The first colony is a massive complex, many pawns work, and eat, at times where they may never even see each other unless they perform the same tasks - Like sowing, or construction, or cooking.
My second colony is a mining facility set up for the purpose of excavation of materials to create for the purpose of supplementing the main base, and to give the main base breathing room from raids. The base itself is much smaller. Which would allow more social time, as well as more time to view sculptures.
Of course, it could also be that there is a range emitted by the cube and those outside that range are safe. This could be explained by the huge size of my first base, but my scientists that sit next to the thing while doing research was never affected with it, and was the one that directly studied it.
My first response wasn't Rp, my second response was addressed to you, was indeed RPish.
Currently I only have my own experience and anecdotes, some of which may be erroneous, as I didn't want to look into the games coding to spoil myself on how it actually works, for all intents and purposes I think the fun in these things are best experienced, first hand.
Whats interesting, why I believe social interaction may increase it, are the colonists that were affected, were ones that already had previously established, good social relations with one another.
and the ones that did not, were colonists that were the insular type- meaning they were very frequently insulting other colonists, instead of having good interactions- Those colonists unaffected, were my researchers that sat next to it the entire time. Both of them.
So while you may disagree with my reasoning, these are my findings, spared from in game code meta-gaming.
So while your cryo sleep experiment may have yielded that the cube can still influence pawns at random, that does not objectively prove that it cannot spread faster if left unchecked as per my findings between a huge colony, and a smaller one at much different rates of spread.
You very well may have just reduced spread, and with no active obsessed pawns, the cube has to select more pawns at complete random to keep players from trivializing the event simply by dumping them into cryo.
So, I've done further experimentation and also looked through the game's "History" log for all cube messages since I got it, which is over a (game) year ago. And I believe your conclusion is correct. The cube seems to be required to have one obsessed pawn who is not comatose nor in crypto sleep and if those conditions are not met, it just picks another pawn to become obsessed.
The history of my game shows that the 'spread' is always, 100% of the time, occurring shortly after the previously obsessed pawn goes comatose. This has occurred, like clockwork, 23 times in my game.
I also had one other unique situation that seems to confirm it as well. During a quest where I was 'housing' a group of visitors, instead of one of my own pawns becoming obsessed when the previously obsessed pawn went into coma, one of the lodgers became obsessed.
The quest completed before they went into a coma...but as soon as they made it entirely off the map, one of my pawns became obsessed.
I'd call 24 repetitions without variance a pretty good indicator that's what is going on.

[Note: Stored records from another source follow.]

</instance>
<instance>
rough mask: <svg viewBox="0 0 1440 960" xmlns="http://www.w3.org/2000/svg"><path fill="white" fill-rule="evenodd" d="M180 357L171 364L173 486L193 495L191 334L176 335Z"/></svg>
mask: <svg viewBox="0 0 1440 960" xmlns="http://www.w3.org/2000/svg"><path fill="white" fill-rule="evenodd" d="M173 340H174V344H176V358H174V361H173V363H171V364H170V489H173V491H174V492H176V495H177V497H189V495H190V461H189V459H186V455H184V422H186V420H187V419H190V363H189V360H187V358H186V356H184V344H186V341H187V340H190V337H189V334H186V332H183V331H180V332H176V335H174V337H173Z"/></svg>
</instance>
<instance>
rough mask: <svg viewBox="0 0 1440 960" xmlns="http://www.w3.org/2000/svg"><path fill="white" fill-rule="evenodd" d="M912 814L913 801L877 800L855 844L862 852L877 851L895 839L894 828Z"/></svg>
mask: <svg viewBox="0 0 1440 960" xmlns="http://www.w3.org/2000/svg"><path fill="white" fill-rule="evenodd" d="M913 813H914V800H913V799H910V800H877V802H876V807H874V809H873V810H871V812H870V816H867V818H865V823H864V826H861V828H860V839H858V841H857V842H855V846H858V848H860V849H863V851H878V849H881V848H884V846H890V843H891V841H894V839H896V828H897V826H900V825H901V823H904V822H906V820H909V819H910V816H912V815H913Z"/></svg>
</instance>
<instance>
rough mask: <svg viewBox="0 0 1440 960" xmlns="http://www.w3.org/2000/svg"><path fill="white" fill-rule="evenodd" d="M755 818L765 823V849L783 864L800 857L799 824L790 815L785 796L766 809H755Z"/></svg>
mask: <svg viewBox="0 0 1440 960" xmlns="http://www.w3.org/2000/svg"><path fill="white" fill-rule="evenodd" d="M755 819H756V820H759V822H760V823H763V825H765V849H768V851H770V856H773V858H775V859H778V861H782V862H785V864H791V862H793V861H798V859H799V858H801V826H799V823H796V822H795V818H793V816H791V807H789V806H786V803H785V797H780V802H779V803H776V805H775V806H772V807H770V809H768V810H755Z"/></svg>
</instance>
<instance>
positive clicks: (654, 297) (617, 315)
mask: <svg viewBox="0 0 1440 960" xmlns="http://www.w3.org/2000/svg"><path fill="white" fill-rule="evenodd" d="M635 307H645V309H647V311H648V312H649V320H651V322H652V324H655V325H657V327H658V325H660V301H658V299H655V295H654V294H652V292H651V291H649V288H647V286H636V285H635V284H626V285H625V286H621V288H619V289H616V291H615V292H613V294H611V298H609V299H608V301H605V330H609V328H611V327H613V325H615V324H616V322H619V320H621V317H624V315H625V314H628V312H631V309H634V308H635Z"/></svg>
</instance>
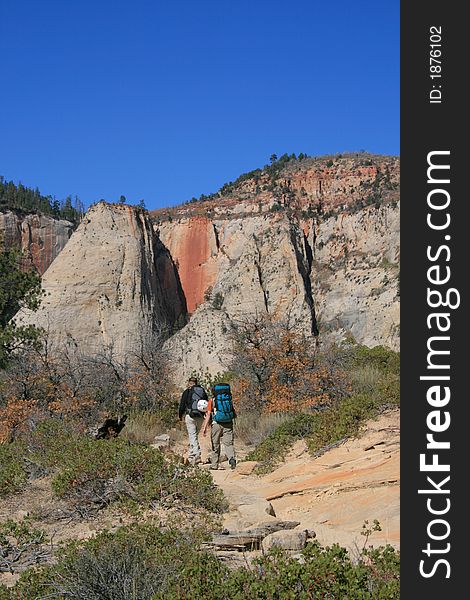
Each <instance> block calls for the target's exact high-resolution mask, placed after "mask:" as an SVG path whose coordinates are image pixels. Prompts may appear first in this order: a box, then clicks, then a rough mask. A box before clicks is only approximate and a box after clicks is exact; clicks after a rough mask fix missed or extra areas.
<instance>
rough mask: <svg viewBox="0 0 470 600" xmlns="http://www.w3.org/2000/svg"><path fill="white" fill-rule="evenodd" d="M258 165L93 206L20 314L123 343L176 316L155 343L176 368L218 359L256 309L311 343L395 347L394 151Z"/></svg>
mask: <svg viewBox="0 0 470 600" xmlns="http://www.w3.org/2000/svg"><path fill="white" fill-rule="evenodd" d="M269 177H270V176H269V175H267V174H266V173H265V172H262V173H261V175H260V176H259V179H258V180H257V181H255V180H253V179H250V178H248V179H247V180H243V181H242V183H241V184H239V185H238V187H236V189H235V188H234V189H233V191H232V192H231V194H230V195H228V196H223V197H218V198H212V199H210V200H209V201H205V202H196V203H191V204H189V205H182V206H180V207H176V208H174V209H166V212H165V211H156V212H154V213H153V214H152V216H151V218H149V217H148V215H146V214H145V213H143V212H142V211H139V209H135V208H132V207H127V206H116V205H107V204H105V203H99V204H98V205H96V206H94V207H92V208H91V209H90V211H89V212H88V214H87V215H86V217H85V219H84V220H83V222H82V224H81V225H80V227H79V228H78V229H77V231H76V232H75V233H74V235H73V236H72V238H71V240H70V242H69V243H68V244H67V246H66V248H65V249H64V251H63V252H62V253H61V254H60V255H59V256H58V258H57V259H56V260H55V261H54V263H53V264H52V266H51V267H50V269H49V270H48V271H47V272H46V274H45V275H44V287H45V289H46V290H47V291H48V292H50V296H48V298H47V299H46V302H45V303H44V305H43V308H42V309H41V311H40V313H38V315H37V316H34V317H32V316H31V315H30V316H29V317H28V318H29V319H31V322H38V323H39V324H40V325H42V326H45V327H46V329H47V328H50V329H51V330H53V331H56V332H58V335H60V336H62V337H63V336H64V332H67V333H69V334H70V335H71V336H72V337H73V338H74V339H77V340H80V341H81V343H83V344H87V345H88V346H89V347H93V348H94V347H102V346H103V345H113V346H115V347H116V348H119V352H120V354H121V355H122V356H126V354H128V353H129V348H131V347H132V346H133V345H135V343H136V339H137V338H138V337H139V336H141V335H142V331H144V332H148V331H150V330H151V329H155V328H158V327H166V328H170V329H171V328H172V327H173V331H174V330H175V328H174V325H175V324H178V327H177V328H176V329H177V332H176V333H174V334H173V335H172V336H171V337H170V338H169V339H168V340H167V342H166V346H165V347H166V349H167V350H168V352H169V354H170V356H171V357H172V359H173V360H172V363H173V366H174V376H175V379H176V380H184V379H185V378H186V377H187V376H188V375H189V374H190V373H191V372H198V373H201V372H205V371H207V370H208V371H210V372H211V373H212V374H214V373H216V372H218V371H220V372H223V371H226V370H227V368H228V367H229V364H230V341H229V335H230V330H231V328H232V327H233V324H234V323H237V322H246V321H249V320H253V318H254V317H263V316H265V315H269V316H271V317H272V318H273V319H283V320H287V321H289V323H290V325H292V326H294V327H295V328H296V329H297V330H298V331H301V332H302V333H304V334H305V335H306V336H307V337H310V339H311V340H312V343H314V338H315V337H316V336H317V335H318V334H319V338H318V339H320V341H325V342H326V341H329V340H331V339H333V340H338V339H341V338H344V337H346V336H353V337H354V339H355V340H356V341H357V342H359V343H363V344H366V345H369V346H374V345H377V344H385V345H387V346H389V347H391V348H393V349H398V345H399V201H398V200H399V191H398V182H399V160H398V158H396V157H369V156H365V157H364V156H360V155H355V156H348V157H344V158H335V159H334V160H333V159H331V160H326V159H308V160H305V161H304V160H302V161H300V162H299V161H293V162H292V164H291V163H288V164H287V166H286V167H285V169H284V170H283V171H282V173H281V175H280V176H279V177H278V179H276V180H275V181H274V182H273V180H271V179H270V178H269ZM187 312H188V313H189V314H190V316H191V318H190V321H189V323H188V324H187V325H186V326H185V327H182V326H183V325H184V324H185V323H186V321H187V319H186V317H187ZM181 327H182V328H181ZM145 335H146V334H145Z"/></svg>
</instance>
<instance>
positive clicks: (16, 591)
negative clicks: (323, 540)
mask: <svg viewBox="0 0 470 600" xmlns="http://www.w3.org/2000/svg"><path fill="white" fill-rule="evenodd" d="M202 540H203V538H202V537H201V536H200V535H199V534H198V533H191V534H189V533H187V532H184V531H178V532H176V531H165V532H163V531H161V530H159V529H157V528H156V527H154V526H152V525H148V524H146V525H144V524H141V525H132V526H128V527H122V528H120V529H119V530H117V531H116V532H114V533H109V532H104V533H100V534H98V535H97V536H96V538H94V539H92V540H88V541H86V542H79V543H72V544H69V545H68V546H67V547H66V548H65V549H64V550H63V552H62V554H61V557H60V558H59V560H58V562H57V563H56V564H55V565H52V566H48V567H43V568H40V569H33V570H30V571H28V572H26V573H24V574H23V575H22V576H21V578H20V581H19V582H18V584H17V585H16V586H15V587H14V588H13V589H12V590H11V591H10V593H9V595H4V596H3V597H2V596H1V595H0V598H5V599H6V598H9V600H19V599H20V598H69V597H70V598H76V599H78V600H80V599H87V600H128V599H131V598H135V599H139V600H181V598H185V599H186V600H219V599H220V598H224V599H227V600H230V599H233V600H259V599H260V598H269V599H271V600H289V599H291V600H297V599H299V600H307V599H311V598H350V599H351V600H366V599H367V600H369V599H370V600H373V599H374V600H385V599H387V600H395V599H398V598H399V554H398V553H397V552H396V551H395V550H394V549H393V548H391V547H390V546H387V547H385V548H378V549H372V550H365V551H363V552H362V553H361V554H360V556H359V558H358V559H357V560H354V561H353V560H351V558H350V557H349V555H348V553H347V551H346V550H345V549H344V548H340V547H339V546H337V545H334V546H332V547H331V548H322V547H321V546H319V545H318V544H317V543H309V544H308V545H307V547H306V548H305V549H304V550H303V552H302V561H298V560H295V559H294V558H292V557H291V556H290V555H289V554H288V553H286V552H284V551H282V550H280V549H273V550H272V551H270V552H269V553H268V554H266V555H264V556H263V557H261V558H259V559H257V560H255V562H254V565H253V566H252V567H241V568H239V569H237V570H235V571H229V570H228V568H227V567H226V566H225V565H223V564H222V563H220V562H219V561H218V559H217V558H216V557H215V556H214V555H212V554H210V553H208V552H207V551H204V550H201V546H200V543H201V541H202ZM0 593H1V590H0Z"/></svg>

I cannot speak to any other methods in which it will spread if you do not isolate the cube and obsessed pawns, because I haven't let any of that happen in my game yet. I felt the need to first test trying to control the obsession. Basically a 'control study'. Now that I feel I understand containment and its limitations, I'll be comfortable seeing the opposite side of that.
Here's the containment facility I had the cube in by the end. It's not only a room where other pawns are restricted from entering, it is surrounded by deep water on 3 of 4 sides and quite far from any areas where any pawns ever work. I wanted to rule out it having a radius attraction effect that went through walls...
https://steamcommunity.com/sharedfiles/filedetails/?id=3250773152
According to the wiki:
The Cube can be easily disposed of via Caravan dumping or transport pod, but doing so does not remove a colonists obsession with it. This means that if you get rid of the cube but do not destroy it, all colonists obsessed with the cube will eventually develop cube withdrawal and fall into a coma.
I assume dumping it in the pit would have the same effect. I have a pit on my map. I could test that, but I don't want to have to remember to send my dark study researcher down to study it every few days. If i think of it I'll try it once I actually get the option to destroy it unlocked, before destroying it.